What that looks like in practice:
Clear scope boundaries
Define what can be built outside of engineering review and what can’t. Internal tools that read data? Probably fine with guardrails. Anything that writes to a production database, processes customer PII, or exposes an external API needs engineering involvement. Make the policy explicit and easy to find.
Sandboxed environments
Give vibe coders somewhere safe to build. Isolated environments with synthetic data, limited API access, and no path to production. The cost of a sandbox is trivial compared to the cost of a prototype that accidentally went live.
A fast track hardening process
When a prototype shows real value, you need a defined path from “works on my laptop” to production ready. Security scan, architectural review, data access audit, and a handoff to an engineer who can harden it. If this process is too slow, people will skip it. Design it to be fast enough that the right path is also the easy one.
Clear ownership
Someone needs to own governance of vibe coded projects. Whether that’s engineering, security, or a dedicated function depends on your organisation. What matters is that it’s someone’s job to know what’s being built, where it’s running, and what data it touches.
Even Andrej Karpathy, who coined the term “vibe coding,” has moved past it. In early 2026 he reframed the practice as “agentic engineering,” emphasising that AI assisted coding still requires professional oversight.

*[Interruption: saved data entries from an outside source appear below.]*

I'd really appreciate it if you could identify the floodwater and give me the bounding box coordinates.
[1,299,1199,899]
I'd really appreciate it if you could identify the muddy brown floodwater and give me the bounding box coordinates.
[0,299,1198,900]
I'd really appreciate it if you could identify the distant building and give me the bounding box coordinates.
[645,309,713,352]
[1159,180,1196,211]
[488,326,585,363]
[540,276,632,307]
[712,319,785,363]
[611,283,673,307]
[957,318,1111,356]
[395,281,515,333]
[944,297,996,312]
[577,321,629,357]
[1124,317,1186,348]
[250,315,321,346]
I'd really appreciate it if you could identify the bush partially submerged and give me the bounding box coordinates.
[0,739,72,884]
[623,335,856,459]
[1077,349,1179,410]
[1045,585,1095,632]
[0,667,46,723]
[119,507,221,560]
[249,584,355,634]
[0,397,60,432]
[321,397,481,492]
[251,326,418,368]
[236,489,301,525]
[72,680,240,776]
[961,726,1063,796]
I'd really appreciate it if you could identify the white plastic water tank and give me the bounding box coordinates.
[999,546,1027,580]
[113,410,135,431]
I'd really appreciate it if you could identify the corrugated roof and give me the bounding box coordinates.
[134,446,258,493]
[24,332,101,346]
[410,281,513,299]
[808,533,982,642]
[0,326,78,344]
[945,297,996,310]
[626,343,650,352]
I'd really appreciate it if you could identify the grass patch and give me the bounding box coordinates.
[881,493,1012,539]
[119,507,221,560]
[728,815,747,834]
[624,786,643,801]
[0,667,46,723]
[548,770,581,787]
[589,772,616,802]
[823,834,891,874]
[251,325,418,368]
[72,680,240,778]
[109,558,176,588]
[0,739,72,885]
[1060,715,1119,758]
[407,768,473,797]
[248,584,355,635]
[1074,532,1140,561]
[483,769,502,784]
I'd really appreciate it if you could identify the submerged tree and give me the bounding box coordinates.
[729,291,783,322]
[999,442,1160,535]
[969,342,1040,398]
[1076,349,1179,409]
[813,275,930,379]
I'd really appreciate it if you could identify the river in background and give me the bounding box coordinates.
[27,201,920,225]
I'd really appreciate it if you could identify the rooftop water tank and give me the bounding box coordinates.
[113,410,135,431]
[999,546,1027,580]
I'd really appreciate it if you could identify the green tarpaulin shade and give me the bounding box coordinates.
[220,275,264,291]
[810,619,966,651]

The creator of the concept arrived at the same conclusion: you can’t stop it, but you can’t leave it ungoverned.
Where this goes
None of this works if your deployment pipeline is broken or your security posture is an afterthought. AI tools will happily generate code faster and multiply all of those problems. Fix the foundations first.
The engineering leadership role is shifting. It’s becoming as much about agent permissions, context engineering, review models and encoded standards as it is about technical delivery. Many organisations are already collapsing CTO and CPO into a single CPTO role because the line between product and technology decisions is disappearing.
The research on whether AI actually makes engineers faster is also more contested than it first appeared. METR’s 2025 randomised controlled trial found AI increased completion time by 19% among experienced open source developers. A follow up in early 2026 identified serious selection bias: developers who most valued AI opted out of the no AI condition, and 30 to 50% avoided submitting tasks they preferred to do with AI.
METR now acknowledges the true speedup could be much higher among the developers and tasks that were selected out. The productivity picture is genuinely unclear. If your engineering metrics are still lines of code, PR count, or story points, AI will inflate those numbers while actual customer value stays flat or goes down. Measure end to end outcomes, from idea to customer impact.
AI in engineering is moving very fast with lots of pivots (Ralph Wiggum? MCP who?). I’m still figuring this out. If you’re experimenting with different team models or review structures in an AI first world, I’d like to hear from you what’s working and what isn’t.